That same month, the Spice Girls attracted a crowd of 500,000 when they switched on the Christmas lights in Oxford Street, London. At the same time, Fuller started to set up multi-million dollar sponsorship deals for the Spice Girls with Pepsi, Walkers, Impulse, Cadbury and Polaroid. The group ended 1996 winning three trophies at the Smash Hits awards at the London Arena, including best video for "Say You'll Be There".

==== International success ====
In January 1997, "Wannabe" was released in the United States.

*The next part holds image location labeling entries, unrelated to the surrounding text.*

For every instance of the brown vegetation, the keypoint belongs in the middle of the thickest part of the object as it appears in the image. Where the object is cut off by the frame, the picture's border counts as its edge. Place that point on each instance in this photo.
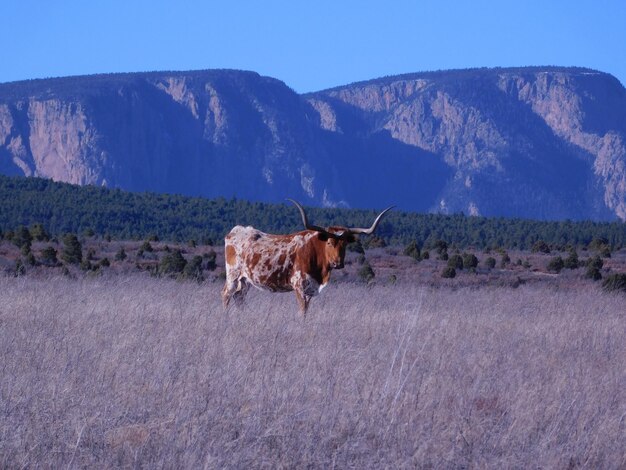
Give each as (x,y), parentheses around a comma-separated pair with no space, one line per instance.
(121,371)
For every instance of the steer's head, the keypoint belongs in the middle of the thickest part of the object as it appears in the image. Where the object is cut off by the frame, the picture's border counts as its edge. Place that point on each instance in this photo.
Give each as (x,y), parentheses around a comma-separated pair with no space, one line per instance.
(337,238)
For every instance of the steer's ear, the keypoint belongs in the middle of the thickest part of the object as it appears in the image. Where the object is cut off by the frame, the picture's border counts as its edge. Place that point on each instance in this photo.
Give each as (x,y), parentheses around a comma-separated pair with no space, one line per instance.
(323,236)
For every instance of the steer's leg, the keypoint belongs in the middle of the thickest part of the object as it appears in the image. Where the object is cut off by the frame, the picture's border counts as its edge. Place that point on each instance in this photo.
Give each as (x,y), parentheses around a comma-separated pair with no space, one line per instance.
(234,288)
(228,291)
(242,289)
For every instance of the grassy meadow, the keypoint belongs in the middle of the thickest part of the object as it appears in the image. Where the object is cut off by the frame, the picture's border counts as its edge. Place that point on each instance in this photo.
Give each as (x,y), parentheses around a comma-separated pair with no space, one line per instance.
(134,371)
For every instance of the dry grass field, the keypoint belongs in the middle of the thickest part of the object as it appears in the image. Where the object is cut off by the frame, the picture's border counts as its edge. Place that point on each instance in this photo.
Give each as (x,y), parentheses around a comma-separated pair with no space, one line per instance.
(132,371)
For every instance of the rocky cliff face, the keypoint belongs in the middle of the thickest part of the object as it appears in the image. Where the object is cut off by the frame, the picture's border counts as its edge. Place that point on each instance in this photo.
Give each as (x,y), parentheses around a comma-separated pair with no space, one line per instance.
(538,142)
(530,142)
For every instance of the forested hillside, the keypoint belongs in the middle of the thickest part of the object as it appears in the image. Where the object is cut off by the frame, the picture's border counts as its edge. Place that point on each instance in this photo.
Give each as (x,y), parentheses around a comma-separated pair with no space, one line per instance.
(62,208)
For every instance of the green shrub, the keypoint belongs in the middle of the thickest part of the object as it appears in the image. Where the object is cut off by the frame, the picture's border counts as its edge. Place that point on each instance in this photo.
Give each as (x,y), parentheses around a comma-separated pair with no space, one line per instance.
(72,250)
(571,262)
(22,237)
(593,268)
(366,273)
(374,242)
(455,261)
(173,263)
(470,261)
(193,269)
(505,260)
(555,264)
(30,259)
(38,232)
(448,272)
(49,256)
(210,257)
(595,262)
(121,254)
(540,247)
(355,247)
(19,269)
(412,250)
(146,246)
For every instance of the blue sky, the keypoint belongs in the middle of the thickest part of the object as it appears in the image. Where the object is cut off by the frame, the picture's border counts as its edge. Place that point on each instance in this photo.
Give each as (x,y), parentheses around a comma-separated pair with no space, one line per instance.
(310,45)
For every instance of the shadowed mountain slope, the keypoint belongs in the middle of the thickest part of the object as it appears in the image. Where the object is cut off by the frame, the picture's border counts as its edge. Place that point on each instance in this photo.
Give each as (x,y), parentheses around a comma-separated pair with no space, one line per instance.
(541,142)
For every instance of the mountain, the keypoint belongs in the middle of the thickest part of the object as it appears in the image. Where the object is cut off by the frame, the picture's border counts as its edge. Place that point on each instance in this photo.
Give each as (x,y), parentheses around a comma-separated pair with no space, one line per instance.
(535,142)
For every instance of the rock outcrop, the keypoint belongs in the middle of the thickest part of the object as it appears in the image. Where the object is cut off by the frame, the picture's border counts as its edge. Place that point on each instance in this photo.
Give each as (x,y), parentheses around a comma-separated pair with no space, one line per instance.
(542,142)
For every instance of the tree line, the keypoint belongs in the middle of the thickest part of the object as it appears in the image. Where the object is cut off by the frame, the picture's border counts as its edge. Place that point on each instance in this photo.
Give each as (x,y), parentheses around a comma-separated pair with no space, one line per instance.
(64,208)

It proved to be a catalyst in helping the Spice Girls break into the US market when it debuted on the Hot 100 Chart at number eleven. At the time, this was the highest-ever debut by a non-American act, beating the previous record held by the Beatles for "I Want to Hold Your Hand", and the joint highest entry for a debut act alongside Alanis Morissette's "Ironic". "Wannabe" reached number one in the US for four weeks. In February, Spice was released in the US, and became the best-selling album of 1997 in the US, peaking at number one, and was certified 7× Platinum by the RIAA for sales in excess of 7.4 million copies. The album was also included in the Top 100 Albums of All Time list by the Recording Industry Association of America (RIAA) based on US sales. In total, the album sold more than 23 million copies worldwide becoming the best-selling album in pop music history by an all-female group.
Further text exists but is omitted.